Das aktuelle Grünbuch („Green Paper“) der Europäischen Union (EU) zum Thema „Hin zu einer neuen Kultur städtischer Mobilität“ ist ein Diskussionspapier mit dem Zweck, eine breite Debatte zum Thema innerstädtische Fahrzeugnutzung in Gang zu setzen. Seitens der EU wird hierbei eine Vielzahl von Ideen und Fragen aufgeworfen, die mit Beiträgen Einzelner oder betroffener Organisationen ergänzt werden, um einen Konsultationsprozess auf europäischer Ebene in Gang zu setzen. Der vorliegende Beitrag legt die Standpunkte des Oldtimer-Weltverbands FIVA zum genannten Thema bezogen auf den Erhalt und die Nutzung historischer Fahrzeuge dar und bildet damit einen Teil der politischen Lobbyarbeit der FIVA auf europäischer Ebene ab.

Die Rolle historischer Fahrzeuge in der Debatte um die Verbesserung städtischer Mobilität
Ältere Fahrzeuge werden häufig als alleinige Übeltäter an den Pranger gestellt, wenn es um das Thema Umweltverschmutzung geht. Als Ergebnis solcher Debatten äußern sich einige Politiker dahingehend, ältere Fahrzeuge aus dem Verkehr ziehen zu wollen oder ihnen die Teilnahme am öffentlichen Straßenverkehr zunehmend zu erschweren, um die Luftqualität zu verbessern. So bemerkt das Grünbuch beispielsweise, dass eine schrittweise Verschärfung der Umweltstandards dauerhaft zu einer Dezimierung älterer Fahrzeuge mit scheinbar hohem Verschmutzungsanteil führen kann. Darüber hinaus beschränken bereits einige politisch Verantwortliche den Zugang von Fahrzeugen in die Innenstädte auf Basis von Abgasnormen nach EURO-Standard.

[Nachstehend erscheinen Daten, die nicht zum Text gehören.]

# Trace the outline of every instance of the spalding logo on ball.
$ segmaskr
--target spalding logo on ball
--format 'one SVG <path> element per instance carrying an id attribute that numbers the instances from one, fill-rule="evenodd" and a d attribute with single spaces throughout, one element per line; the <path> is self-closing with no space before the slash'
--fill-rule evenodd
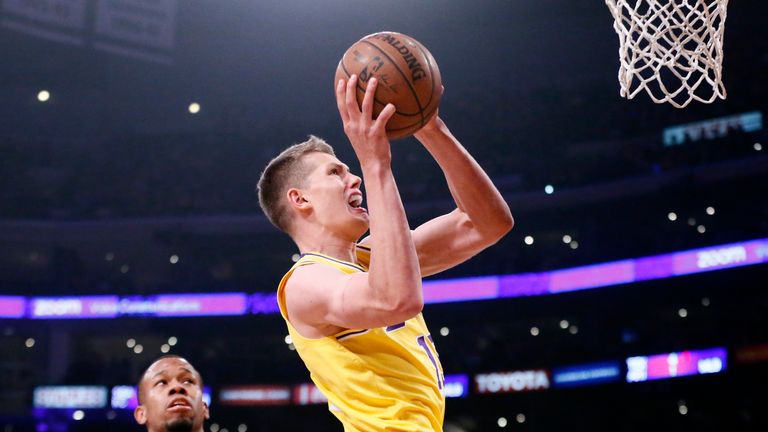
<path id="1" fill-rule="evenodd" d="M 336 80 L 359 77 L 357 103 L 362 105 L 372 77 L 379 81 L 374 95 L 376 118 L 388 103 L 395 114 L 387 122 L 389 139 L 405 138 L 437 113 L 442 95 L 440 70 L 432 54 L 412 37 L 395 32 L 368 35 L 349 47 L 336 68 Z"/>

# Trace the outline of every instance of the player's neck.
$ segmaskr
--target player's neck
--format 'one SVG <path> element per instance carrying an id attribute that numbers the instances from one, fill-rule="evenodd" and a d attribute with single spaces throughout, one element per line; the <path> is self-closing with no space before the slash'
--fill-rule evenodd
<path id="1" fill-rule="evenodd" d="M 311 236 L 297 240 L 299 251 L 305 253 L 319 253 L 347 262 L 356 262 L 356 242 L 332 236 Z"/>

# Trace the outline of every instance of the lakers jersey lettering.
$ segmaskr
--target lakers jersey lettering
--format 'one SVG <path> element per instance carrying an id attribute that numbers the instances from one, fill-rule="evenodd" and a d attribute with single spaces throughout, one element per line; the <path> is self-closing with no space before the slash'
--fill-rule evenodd
<path id="1" fill-rule="evenodd" d="M 305 265 L 328 265 L 345 273 L 365 272 L 370 249 L 357 247 L 358 263 L 308 253 L 278 286 L 283 318 L 285 284 Z M 319 339 L 302 337 L 286 319 L 296 351 L 345 432 L 442 431 L 444 376 L 435 344 L 421 314 L 389 327 L 348 329 Z"/>

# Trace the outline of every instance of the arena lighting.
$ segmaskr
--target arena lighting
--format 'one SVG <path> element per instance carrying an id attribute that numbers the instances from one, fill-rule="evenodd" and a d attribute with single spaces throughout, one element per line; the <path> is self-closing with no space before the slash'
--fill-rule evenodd
<path id="1" fill-rule="evenodd" d="M 571 242 L 571 246 L 575 244 Z M 540 273 L 423 282 L 427 304 L 559 294 L 768 262 L 768 238 Z M 0 296 L 0 318 L 80 319 L 278 313 L 274 293 L 168 294 L 150 297 Z M 172 344 L 171 344 L 172 345 Z"/>
<path id="2" fill-rule="evenodd" d="M 51 93 L 48 90 L 40 90 L 37 93 L 37 100 L 40 102 L 48 102 L 51 99 Z"/>
<path id="3" fill-rule="evenodd" d="M 669 220 L 670 220 L 670 221 L 672 221 L 672 222 L 676 221 L 676 220 L 677 220 L 677 213 L 675 213 L 675 212 L 669 212 L 669 213 L 667 214 L 667 219 L 669 219 Z"/>
<path id="4" fill-rule="evenodd" d="M 763 149 L 763 145 L 760 143 L 755 143 L 755 145 L 753 145 L 752 148 L 754 148 L 755 151 L 760 151 Z"/>

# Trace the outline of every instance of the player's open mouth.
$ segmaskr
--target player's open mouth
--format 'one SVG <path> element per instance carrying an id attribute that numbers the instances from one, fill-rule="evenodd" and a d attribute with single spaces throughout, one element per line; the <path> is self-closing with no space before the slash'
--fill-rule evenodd
<path id="1" fill-rule="evenodd" d="M 187 402 L 186 399 L 172 400 L 171 403 L 169 403 L 168 407 L 166 408 L 166 410 L 174 411 L 174 412 L 188 411 L 191 409 L 192 409 L 192 406 L 189 404 L 189 402 Z"/>
<path id="2" fill-rule="evenodd" d="M 363 207 L 363 195 L 360 193 L 353 193 L 347 200 L 347 205 L 355 213 L 368 213 L 368 210 Z"/>

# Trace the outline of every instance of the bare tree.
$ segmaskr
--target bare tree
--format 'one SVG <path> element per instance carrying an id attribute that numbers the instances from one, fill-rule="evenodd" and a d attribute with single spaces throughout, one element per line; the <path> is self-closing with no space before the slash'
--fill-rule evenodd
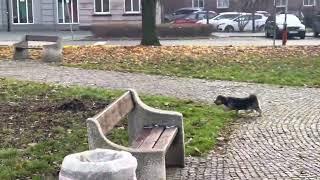
<path id="1" fill-rule="evenodd" d="M 247 24 L 249 23 L 249 16 L 241 16 L 238 18 L 238 27 L 239 27 L 239 31 L 243 32 L 244 28 L 247 26 Z"/>
<path id="2" fill-rule="evenodd" d="M 273 4 L 273 0 L 241 0 L 239 2 L 239 9 L 243 12 L 249 12 L 252 15 L 252 30 L 255 31 L 255 13 L 257 10 L 268 7 L 269 4 Z M 265 9 L 264 9 L 265 10 Z M 243 28 L 248 24 L 249 19 L 242 23 L 239 23 L 239 29 Z"/>

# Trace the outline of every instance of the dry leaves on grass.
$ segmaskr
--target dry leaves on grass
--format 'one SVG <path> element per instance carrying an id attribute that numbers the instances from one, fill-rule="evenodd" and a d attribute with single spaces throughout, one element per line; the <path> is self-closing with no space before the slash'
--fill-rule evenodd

Dem hält die FIVA entgegen:

1.  Verwendung historischer Fahrzeuge

Der spezielle Charakter historischer Fahrzeuge bemisst sich nicht allein nach ihrem Alter, sondern in erster Linie daran, wie sie gebraucht und gepflegt werden. Genau in diesen Punkten gibt es einen deutlichen Unterscheid zwischen einem einfach nur „alten“ und einem „historischen“ Fahrzeug:

- Historische Fahrzeuge sind im Allgemeinen überdurchschnittlich gut gewartet: sie werden in
  erster Linie dazu verwendet, das Erbe kraftfahrzeugtechnischen Kulturgutes zu erhalten
  und zu pflegen und weniger, um mit ihnen alltägliche Transportaufgaben zu bewältigen.
  Hieraus ergibt sich zweifelsfrei, dass ihre Besitzer eine Menge Zeit, Energie und auch Geld
  investieren, um diese Fahrzeuge in einem ordnungsgemäßen Zustand zu erhalten.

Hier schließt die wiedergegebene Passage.